En ma qualité de représentant légal de l’enfant …………………………… actuellement inscrit dans votre > établissement en classe de CM2 et en application des dispositions de l’article 38 de la loi n° 78-17 du 6 janvier 1978 relative à l’informatique, aux fichiers et aux libertés, je vous informe m’opposer à ce que les données personnelles nominatives relatives à mon enfant et résultant des évaluations pratiquées fassent l’objet d’un traitement automatique notamment par saisie informatique desdites évaluations.Cette opposition vise toute personne devant effectuer la saisie des évaluations, ainsi que tout responsable de la mise en oeuvre de ce traitement et tout destinataire de celui-ci.

D’une part, il n’existe pas à ma connaissance de dispositions légales particulières permettant ce traitement dans le cadre des évaluations 2009 en CM2, ni de dispositions expresses permettant d’écarter l’application de l’article 38 précité pour ce cas.

D’autre part, il apparaît que les données recueillies sont traitées et conservées de manière nominative au niveau de l’établissement et que leur procédure d’anonymisation pour leur transmission et leur utilisation en dehors de l’établissement laisse planer les plus grands doutes.

Notamment, cette procédure d’anonymisation ne semble offrir aucune garantie dans la mesure où l’attribution d’un numéro par évaluation permet de retrouver l’élève concerné – À cet égard, vous voudrez bien me justifier de ce que la procédure d’anonymisation utilisée a préalablement été reconnue conforme à la loi par la CNIL.

Par ailleurs, au mépris des dispositions de l’article 32 de la même loi, je n’ai pas été personnellement rendu destinataire des informations permettant ma connaissance de la mise en œuvre de ce traitement, de sa finalité, de son utilisation et des droits d’accès et de modification que je détiens sur les données en cause.

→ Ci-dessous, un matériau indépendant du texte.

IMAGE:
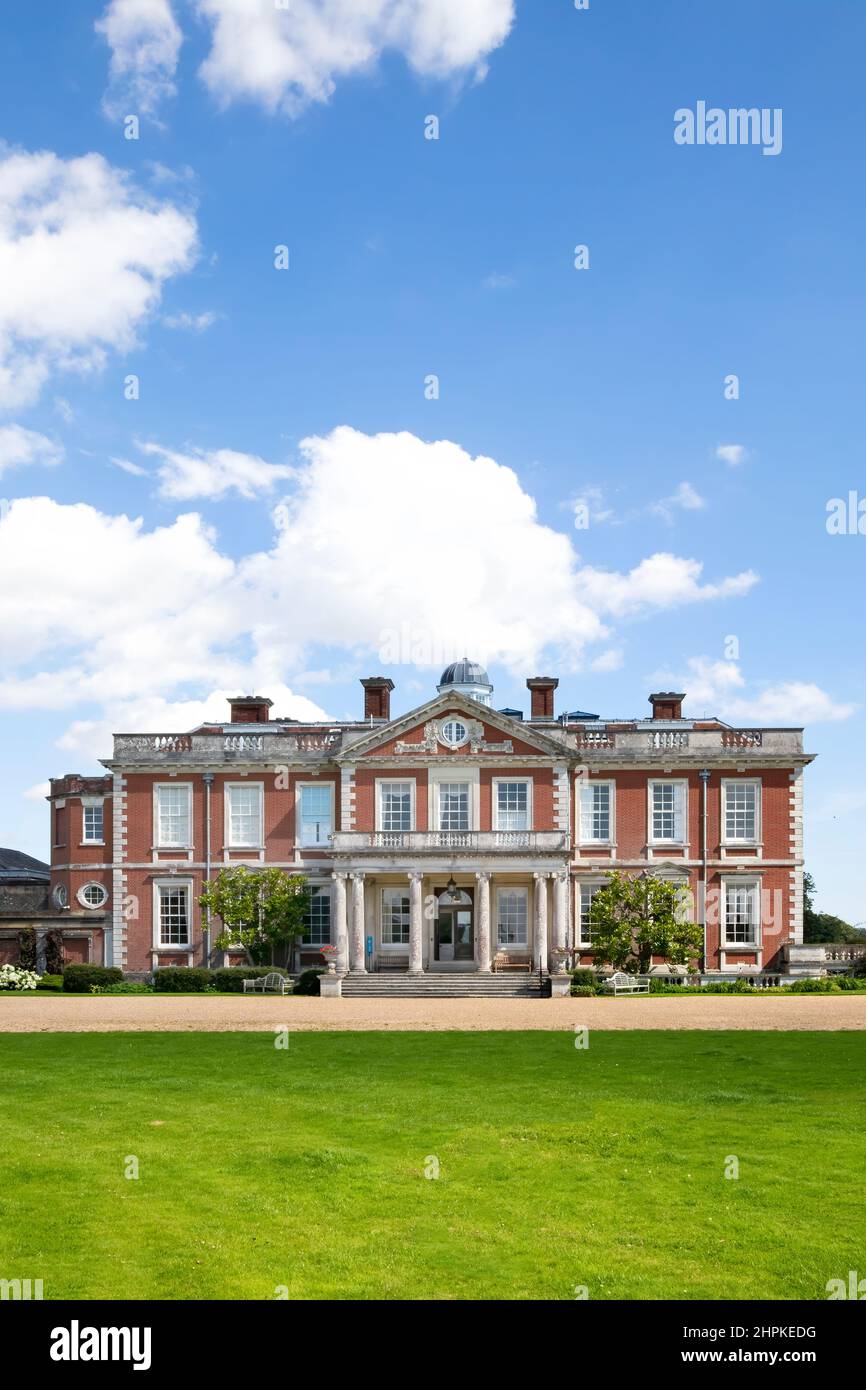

À cet égard, vous voudrez bien me justifier de la déclaration préalable du fichier créé par le regroupement de ces données et de son autorisation par la CNIL.Je vous rappelle que la loi n° 78-17 prévoit des sanctions pénales pour les infractions commises à ses dispositions, outre toutes sanctions civiles de droit.

Je vous prie d’agréer l’expression de ma considération distinguée.

Signature

Déposer plainte à la CNIL

SAISIE DE LA COMMISSION NATIONALE INFORMATIQUE ET LIBERTÉ (CNIL)

(Lettre simple)  (nom)  (adresse)

Monsieur le Président de la CNIL,

21, rue Saint Guillaume 75007 Paris

Lieu, Date :

Monsieur le président,

Je soussigné (nom, prénom, adresse, profession), ai l’honneur de saisir votre Commission pour les faits suivants.

Des informations concernant la vie privée de mon enfant : ses résultats aux évaluations nationales CM2 2009 ont été recueillies sans mon autorisation  (ou  malgré mon opposition par (le directeur/la directrice de l’école (nom adresse), sur demande expresse de l’Inspection Académique de…).

Je souhaite, en outre, porter plainte contre (le Ministère de l’Education Nationale) responsable de ces pratiques. Ses coordonnées sont les suivantes (110 r Grenelle 75007 PARIS)

Veuillez agréer, Monsieur le président, l’expression de mes sentiments distingués.

Signature

Pièces jointes : photocopie de la carte d’identité.